Due Diligence

by Randy Cox

Due diligence is a term used to describe an investigation of a person or business opportunity as to whether or not the person or project is worthy of an investment.  It is an important part of money management.

Due Diligence first came about as a result of the US Securities Act of 1933.  It was used as a defense by brokers and dealers trying to prove they had done reasonable investigation of investment opportunities that later went badly.

Now it is used more widely to describe the minimum process of prudent investigation and fact gathering that an investor should do before making an investment decision.  It is just one tool in the money management bag.

As an art more than a science, it becomes a process that is constantly adjusted with experience until the risks of investment decisions are calculated with as much knowledge as possible rather than blind gambles.
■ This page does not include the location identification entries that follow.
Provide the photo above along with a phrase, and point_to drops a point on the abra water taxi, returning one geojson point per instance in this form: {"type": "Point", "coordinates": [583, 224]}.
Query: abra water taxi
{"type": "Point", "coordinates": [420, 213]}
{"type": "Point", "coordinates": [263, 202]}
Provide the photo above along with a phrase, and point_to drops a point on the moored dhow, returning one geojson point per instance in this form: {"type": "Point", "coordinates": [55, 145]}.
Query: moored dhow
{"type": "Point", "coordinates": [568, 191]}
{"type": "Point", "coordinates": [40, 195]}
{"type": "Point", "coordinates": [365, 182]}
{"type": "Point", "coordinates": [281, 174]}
Blind gambles are based on hope and not fact.  Even after due diligence has been done, surprises happen.  Dishonest people sometimes go to great lengths to conceal pertinent facts that would influence judgment.
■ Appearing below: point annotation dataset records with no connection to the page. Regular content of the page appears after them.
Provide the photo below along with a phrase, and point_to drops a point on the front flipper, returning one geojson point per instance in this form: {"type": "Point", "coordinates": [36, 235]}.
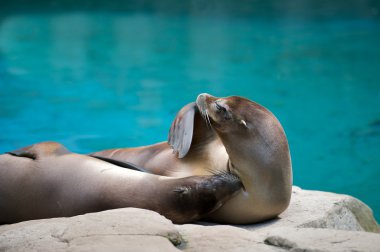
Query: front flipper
{"type": "Point", "coordinates": [36, 151]}
{"type": "Point", "coordinates": [121, 164]}
{"type": "Point", "coordinates": [181, 130]}
{"type": "Point", "coordinates": [190, 132]}
{"type": "Point", "coordinates": [195, 197]}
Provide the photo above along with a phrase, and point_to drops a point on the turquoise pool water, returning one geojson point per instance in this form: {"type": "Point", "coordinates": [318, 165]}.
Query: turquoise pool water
{"type": "Point", "coordinates": [97, 80]}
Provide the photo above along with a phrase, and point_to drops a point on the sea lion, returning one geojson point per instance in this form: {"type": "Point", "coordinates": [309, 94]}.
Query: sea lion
{"type": "Point", "coordinates": [46, 180]}
{"type": "Point", "coordinates": [225, 134]}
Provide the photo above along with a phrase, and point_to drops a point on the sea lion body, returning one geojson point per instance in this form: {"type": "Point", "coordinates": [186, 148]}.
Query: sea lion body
{"type": "Point", "coordinates": [229, 134]}
{"type": "Point", "coordinates": [46, 180]}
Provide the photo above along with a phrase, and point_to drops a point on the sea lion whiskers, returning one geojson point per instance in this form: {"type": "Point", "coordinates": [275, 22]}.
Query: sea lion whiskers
{"type": "Point", "coordinates": [205, 115]}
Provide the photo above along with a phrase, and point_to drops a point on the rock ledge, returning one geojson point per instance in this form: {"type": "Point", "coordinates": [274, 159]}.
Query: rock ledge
{"type": "Point", "coordinates": [314, 221]}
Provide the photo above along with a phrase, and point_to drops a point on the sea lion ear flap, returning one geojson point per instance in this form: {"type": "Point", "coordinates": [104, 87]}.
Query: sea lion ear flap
{"type": "Point", "coordinates": [181, 130]}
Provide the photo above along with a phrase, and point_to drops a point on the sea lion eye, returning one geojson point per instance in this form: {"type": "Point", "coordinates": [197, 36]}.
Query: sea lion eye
{"type": "Point", "coordinates": [220, 107]}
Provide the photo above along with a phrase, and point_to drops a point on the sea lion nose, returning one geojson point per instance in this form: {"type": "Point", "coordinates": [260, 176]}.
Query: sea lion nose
{"type": "Point", "coordinates": [201, 99]}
A capitalist should learn body language to alert him to signs of dishonest behavior.  Also, acuity to instinct and intuition can be developed.  Pay attention to what goes on around an investment opportunity.
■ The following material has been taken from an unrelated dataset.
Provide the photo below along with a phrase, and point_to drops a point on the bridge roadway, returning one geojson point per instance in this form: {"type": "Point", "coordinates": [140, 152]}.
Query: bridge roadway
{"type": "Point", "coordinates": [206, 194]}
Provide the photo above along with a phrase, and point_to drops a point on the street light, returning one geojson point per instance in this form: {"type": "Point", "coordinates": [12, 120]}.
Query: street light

The due diligence checklist will differ according to the good or service being contemplated, but  the more exhaustive it is the less often the surprises will occur.  We want to make our deals and move on to the higher level so we can accomplish our goal.

Before we dabble in a market we are unfamiliar with, we should research the market.  We should know the quality names and models from those considered lower quality.  How much should we know?  The answer is simple.  We should know at least as much as the owner we are purchasing from and we should know substantially more than those we plan to sell to.

Let’s get rich!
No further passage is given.